Cerró los ojos, se agarró a la silla. Brian entrando, ella atada y el fan perturbado apretando la tela contra sus labios. Brian dijo:

—Nena, escogí café de Sumatra, espero que te guste.

Y su vida se hizo un gurruño y terminó, todo acabó, a la basura.

Tragó saliva como pudo. Pulsó la barra espaciadora del teclado para despertar al ordenador de su ensueño. Podría curiosear en el sistema para ver lo que hizo Allison. Antes de que Brian muriera, Celeste era una programadora experimentada; ahora su ordenador era su mejor amigo, aparte de Nancy.

Comprobó los mensajes enviados en su programa de correo electrónico. No vio nada inusual, Allison no envió nada desde la cuenta de Celeste. Lo siguiente fue mirar la historia de su navegador web.

Apareció la lista de páginas webs que había visitado el día anterior. Extraño. Celeste se pasó casi toda la mañana del miércoles en Amazon, comprando libros nuevos sobre estrés postraumático, pero eso no aparecía en el historial. Las páginas a las que accedió después de la visita de Allison, el blog de Víctor Gamby, el foro de los enfermos postraumáticos, CNN y eBay sí aparecían en la lista.

Eso significaba que cuando Allison usó el navegador borró el historial para no dejar pistas.

Celeste abrió todos los programas de Microsoft Office para examinar la lista de archivos abiertos recientemente y ver si alguno no le resultaba reconocible. No era así. Entonces Allison no había abierto ningún documento de Word o Excel, o había limpiado también el historial de estos programas.

¿Qué fue lo que dijo? Celeste arrugó la frente tratando de recordar. «Tengo los programas y los datos necesarios en un disco.»

—Celeste, el plato para picar está listo —la llamó Nancy—. Siéntate aquí conmigo mientras termino de hacer la sopa.

—De acuerdo.

¿Debería llamar a la policía? ¿Qué les iba a decir? La mujer que explotó por los aires, la loquera, vino a mi casa a navegar por Internet. Se preguntó si habría alguna manera de recuperar los historiales borrados. Se pondría a investigar en cuanto Nancy se fuera.

La cocina olía a caldo y a chile. Se sentó delante de un plato de galletas de trigo, uvas y queso Havarti. Comida. La necesitaba más que unas cuantas horas de llanto en la cama, aunque Allison bien merecía esas lágrimas.

—Gracias.

—De nada, cielo.

—Tienes razón en eso de que debo buscar a otro terapeuta —dijo Celeste—. Allison mencionó a un tal doctor Hurley en Sangre de Cristo. Le llamaré para concertar una cita.

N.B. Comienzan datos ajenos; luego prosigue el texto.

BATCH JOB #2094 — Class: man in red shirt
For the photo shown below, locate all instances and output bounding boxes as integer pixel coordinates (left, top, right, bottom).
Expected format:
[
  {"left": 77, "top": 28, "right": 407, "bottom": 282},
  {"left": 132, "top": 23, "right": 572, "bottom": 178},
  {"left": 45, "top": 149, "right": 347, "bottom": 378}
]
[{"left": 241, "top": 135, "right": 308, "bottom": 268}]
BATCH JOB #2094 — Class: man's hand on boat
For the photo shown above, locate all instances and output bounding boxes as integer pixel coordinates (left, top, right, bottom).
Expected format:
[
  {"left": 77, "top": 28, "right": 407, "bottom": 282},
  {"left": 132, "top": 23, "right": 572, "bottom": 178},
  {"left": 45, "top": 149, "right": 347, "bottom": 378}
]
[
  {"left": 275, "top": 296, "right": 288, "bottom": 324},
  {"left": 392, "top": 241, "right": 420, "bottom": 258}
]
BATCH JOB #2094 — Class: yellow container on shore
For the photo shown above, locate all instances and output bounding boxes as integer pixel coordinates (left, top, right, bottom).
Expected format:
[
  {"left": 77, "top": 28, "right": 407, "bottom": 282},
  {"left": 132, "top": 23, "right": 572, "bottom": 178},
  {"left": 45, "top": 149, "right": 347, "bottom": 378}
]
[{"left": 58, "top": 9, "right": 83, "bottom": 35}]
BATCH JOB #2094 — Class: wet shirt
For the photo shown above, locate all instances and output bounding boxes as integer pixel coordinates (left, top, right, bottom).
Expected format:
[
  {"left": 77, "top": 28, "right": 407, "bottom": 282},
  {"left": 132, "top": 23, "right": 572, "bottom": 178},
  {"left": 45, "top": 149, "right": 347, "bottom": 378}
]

Nancy le dijo que era una buena idea y se marchó. Celeste rebañó el plato de sopa. Sabía magníficamente. Estaba caliente, los chiles verdes le daban un sabor picante. Se tomó dos platos y se sintió mejor.

Abrió las páginas amarillas y encontró en ellas el nombre de Leland Hurley. Marcó el número del hospital, acabó en un buzón de voz donde dejó un mensaje diciendo que la llamaran para asignarle a un facultativo que continuara la terapia.

—Allison actuó de manera extraña el día que estuvo aquí, el martes, necesito hablarles de ello —añadió. Se sintió como una traidora, pero sabía que Nancy tenía razón, no podía dejar que la terapia terminara. Quería distraerse, así que se tiró en el sofá, encendió la tele y se dispuso a entretenerse con una vieja comedia de Bob Hope.

Sonó el timbre. Pulsó el botón del mando de la tele que mostraba la cámara de seguridad de la puerta principal. No conocía al hombre que estaba en la puerta. Sostenía un papel escrito a mano para que lo captara la cámara: «Sé lo del secreto de Allison».

Se quedó mirando la pantalla unos segundos, incrédula. El hombre saludó educadamente hacia la cámara.

Celeste pulsó el botón del portero electrónico.

—¿Quién es usted?

—Hola, me llamo Miles Kendrick.

—¿Qué quiere?

—Creo que usted puede tener información relevante sobre la razón por la que murió Allison —dijo el hombre sin apartar la mirada de la cámara.

—No hablo con desconocidos —dijo—. Váyase.

—Sé que prefiere estar sola. La entiendo. Pero creo que querrá hablar conmigo.

—¿De qué conocía a Allison? —acabó preguntándole.

—Me pidió ayuda. —Sacó otra nota y la puso delante de la pantalla. La leyó. Era claramente la letra de Allison, recta y limpia.

—¿Cómo sabe que yo sé algo? —le preguntó.

—Porque Allison me lo dijo —replicó—, que estaba metida en un problema y que podría confiar en usted.

Estudió su rostro durante cinco minutos. Con las manos temblorosas, Celeste cogió su pistola, sintiendo el poco familiar peso en las manos, y abrió la puerta.